Another example: A-Rob has been contemplating buying Apple TV for $100 with his Christmas money. Apple TV is basically a box that makes it easier to stream iTunes from your computer to your television. Here's an excerpt of a conversation we had  a few nights ago:

 

A-Rob: If I had Apple TV, we could be listening to this music from the nice TV speakers right now, instead of these crappy laptop speakers.

 

Me (playing the role of DA): Don't you have a set of speakers to dock your phone to?

 

A-Rob: Yes, but it's in my car … and my back hurts.

 

Me: Can't you stream iTunes through the PlayStation?

 

A-Rob: Yes, but the connection is terrible. And it's my money. Leave me alone! (I may have added that last phrase to be more dramatic.)

 

So, with these three examples Devil's Advocate has offered to save us $1,324, most of which would be annually, if only we agreed to sell our souls. Well, maybe not our souls, but at least our conveniences.

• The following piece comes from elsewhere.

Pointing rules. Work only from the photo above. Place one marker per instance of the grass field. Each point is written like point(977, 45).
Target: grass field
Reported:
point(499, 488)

Simple pleasures and conveniences in life can be expensive. But weighing the pros and cons is a good way to determine what's important to you. I don't buy a lot of new clothes. A-Rob can attest to this because at least once every morning I'm griping about having nothing to wear. Not buying clothes allows me to justify my satellite radio addiction.

 

As for cable, Devil's Advocate and I are still hashing that out. It is likely I will one day give in to DA and cancel the darn cable box. I just have to take the plunge. Actually, I have to wait until the final season of "Big Love" is over.

 

HBO -- they have my number.

 

Do you find yourself talking to DA too? If so, who's winning?